Kommentar Die WM geht weiter: Schöne Aussichten

Mit dem Ausscheiden der DFB-Elf ist der Blick frei auf ausbalancierte Schweden und wagemutige Russen. Eines steht fest: Das Turnier geht gerade erst los.

Die Spieler aus Schweden bejubeln das Eigentor zum 0:3 von Mexikos Alvarez

Erstaunlich stabile Schweden feiern ihren Sieg gegen Mexiko Foto: dpa

Was wurde über die Schweden gelästert! Unbeweglich, uninspiriert, im Grunde sturmlos; ein Haufen Holzer, ohne Sinn für den Ball; eine limitierte Mannschaft, ohne Glanz und Perspektive. Auch an dieser Stelle hieß es: hüftsteif wie ein Flipboard, ungelenk und unterzuckert. Tannen, Lärchen, Fichten! So stand es hier. Es focht sie nicht an.

Gegen Mexiko haben sie ein herausragend realistisches Spiel gemacht. Fünf Mal haben sie aufs Tor geschossen, drei Tore daraus destilliert. Der erste Treffer, kaum zu glauben, fiel obendrein aus dem Spiel heraus, und es soll sogar zu einem Fallrückzieher gekommen sein. Zu einem Fallrückzieher! Von Schweden! Das hat man ja seit Jahrhunderten nicht mehr gesehen.

Die schwedische Mannschaft steht sinnbildlich dafür, was man nicht hat erwarten können – oder eben auch nicht hat erwarten wollen. Es gab nicht diese Fülle an Überraschungen, wie sie die WM 2014 bereithielt, dieses Underdog-Turnier. Man hat in Deutschland etwas aus den Augen verloren, wie viele Wundertütengeschichten dort geschrieben wurden, weil wegen Mario Götze usw. Triumphe sind Balken im eigenen Auge. Beim jetzigen Turnier aber haben die Fans der deutschen Mannschaft die Gelegenheit, sich all den Phänomenen zu widmen, die vorauszusehen die Fixierung auf nur ein Team verhinderte.

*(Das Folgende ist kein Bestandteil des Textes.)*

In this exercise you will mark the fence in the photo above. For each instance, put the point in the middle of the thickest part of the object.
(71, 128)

Es ist freilich nicht nur das erstaunlich stabile, ausbalancierte Schweden, sondern auch Mexiko, das einen fein geschliffenen Konterfußball zu zelebrieren in der Lage ist und mit Ochoa einen Torhüter hat, dessen Paraden die Eleganz und Extravaganz eines Ballkleides haben. Es gibt auch Russland, selbstverständlich, das vorher (auch hier!) als mutmaßlich schwächster Gastgeber aller Zeiten galt und sich dann mit Wagemut und Entschlossenheit in das Turnier hineinrammte, als gäbe es dahinter Freibier.

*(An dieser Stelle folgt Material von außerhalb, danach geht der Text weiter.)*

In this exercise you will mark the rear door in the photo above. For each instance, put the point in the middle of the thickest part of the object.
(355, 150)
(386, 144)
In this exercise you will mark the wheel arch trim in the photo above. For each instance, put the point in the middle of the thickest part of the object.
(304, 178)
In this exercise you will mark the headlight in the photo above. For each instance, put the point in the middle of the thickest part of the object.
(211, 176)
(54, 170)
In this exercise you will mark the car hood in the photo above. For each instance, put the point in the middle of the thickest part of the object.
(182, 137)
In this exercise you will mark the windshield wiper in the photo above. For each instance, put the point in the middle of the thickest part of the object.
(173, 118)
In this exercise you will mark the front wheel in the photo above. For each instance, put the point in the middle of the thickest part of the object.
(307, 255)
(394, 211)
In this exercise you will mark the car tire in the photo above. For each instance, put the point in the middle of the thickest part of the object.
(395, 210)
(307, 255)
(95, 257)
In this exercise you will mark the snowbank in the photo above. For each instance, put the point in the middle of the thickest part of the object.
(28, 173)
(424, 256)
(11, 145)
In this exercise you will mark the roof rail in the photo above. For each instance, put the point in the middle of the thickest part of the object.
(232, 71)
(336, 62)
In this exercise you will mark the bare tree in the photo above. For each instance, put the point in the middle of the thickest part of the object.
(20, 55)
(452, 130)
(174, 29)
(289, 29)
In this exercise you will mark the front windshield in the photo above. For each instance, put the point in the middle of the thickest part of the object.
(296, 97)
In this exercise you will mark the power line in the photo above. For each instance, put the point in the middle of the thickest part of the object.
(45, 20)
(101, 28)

Und da ist auch das ungeheuer kultivierte, gut abgehangene Japan, das in großer Ruhe einen Ballbesitzfußball praktiziert, der dahinfließt wie ein auengesäumter Fluss. Kolumbien vielleicht, das ein Haufen Granit ist, wie die Notre-Dame in Paris auch. Oder eben Senegal, mit seiner schnörkellosen Zielstrebigkeit. Vor allem aber auch England, das endlich seine Körperlichkeits-Obsession in Dynamik übersetzt bekommt; jahrzehntelang war Englands berühmtestes Fußballbild jenes von Terry Butcher, wie er nach einem Spiel mit blutdurchtränktem Mullturban, feine rote Rinnsale im Gesicht, den Blick zur Seite lenkte.

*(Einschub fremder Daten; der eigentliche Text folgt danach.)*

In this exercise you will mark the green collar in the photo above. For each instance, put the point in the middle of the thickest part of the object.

„Seht euch die Spiele selbst an“

Es illustrierte, was der Journalist Simon Kuper meinte, als er sagte, England versuche bei jedem Spiel, die Schlacht von Dünkirchen nachzustellen. Man wird, das verspricht diese Vorrunde, für die Three Lions neue Bilder finden müssen.

Und es sind auch die Spieler: Isco, der wilde Kerl, der den arrivierteren Spielern Spaniens das Spiel aus der Hand gerissen hat. Er, als Mittelfeldspieler, ist der Herzschrittmacher dieser Maschine, die Spanien ist. Romelu Lukaku, über den Schiller einst schrieb: „Vor Unwürdigem kann dich der Wille, der ernste, bewahren, alles Höchste, es kommt frei von den Göttern herab.“ Und werden die Gebrüder Blattschuss da im kroatischen Mittelfeld weiterhin mit Präzision Tackling und Torschuss verbinden?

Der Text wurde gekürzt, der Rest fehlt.